Le manoir de la famille Chen était divisé en cinq cours
: est, ouest, nord, sud et centrale. L’aîné, le cadet et le troisième fils vivaient respectivement dans les cours est, ouest et sud. La cour centrale était celle de la vieille matriarche, et la cour nord était réservée aux domestiques.
Mu Qing suivit sa famille dans la cour pendant un moment, traversa une ruelle étroite, tourna dans une petite porte sur le côté et arriva dans la cour où vivait la vieille matriarche de la famille Chen.
La cour de la vieille dame était environ deux fois plus grande que la petite cour de Chen Yu, et son agencement était similaire
: carrée et quadrillée. Un ginkgo se dressait au centre, son feuillage luxuriant offrant une ombre bienvenue contre le soleil de midi et rafraîchissant la cour. La lumière du soleil filtrait à travers l’arbre, projetant des ombres tachetées sur les feuilles
; une brise légère faisait onduler le sol, faisant scintiller la lumière comme des éclats d’or.
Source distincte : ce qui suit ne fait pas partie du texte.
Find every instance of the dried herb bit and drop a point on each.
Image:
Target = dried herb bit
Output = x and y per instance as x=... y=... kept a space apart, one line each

Éblouie par la lumière dorée au sol, Mu Qing détourna rapidement le regard. Soudain, elle entendit quelqu'un crier : « Ils sont là ! Ils sont là ! La deuxième dame de la Cour Ouest et la famille du quatrième maître Yu sont là ! » La voix de la vieille femme fit frissonner Mu Qing. Elle avait vraiment l'impression d'être entrée dans le Grand Jardin de la Famille Chen.
Zhang conduisit la famille de Chen Yu dans le hall principal de la cour de la vieille dame.
L'air était imprégné d'un léger parfum de santal. Mu Qing jeta un coup d'œil furtif aux meubles de la pièce, tous en ébène. Les vases et les objets décoratifs, d'une simplicité et d'une élégance rares, offraient une parenthèse hors du monde matériel. Pourtant, lorsqu'elle leva les yeux vers le bouquet de fleurs rouges et de saules verts qui trônait au centre de la pièce, cette beauté s'évanouit instantanément, bien qu'elle en fît partie intégrante.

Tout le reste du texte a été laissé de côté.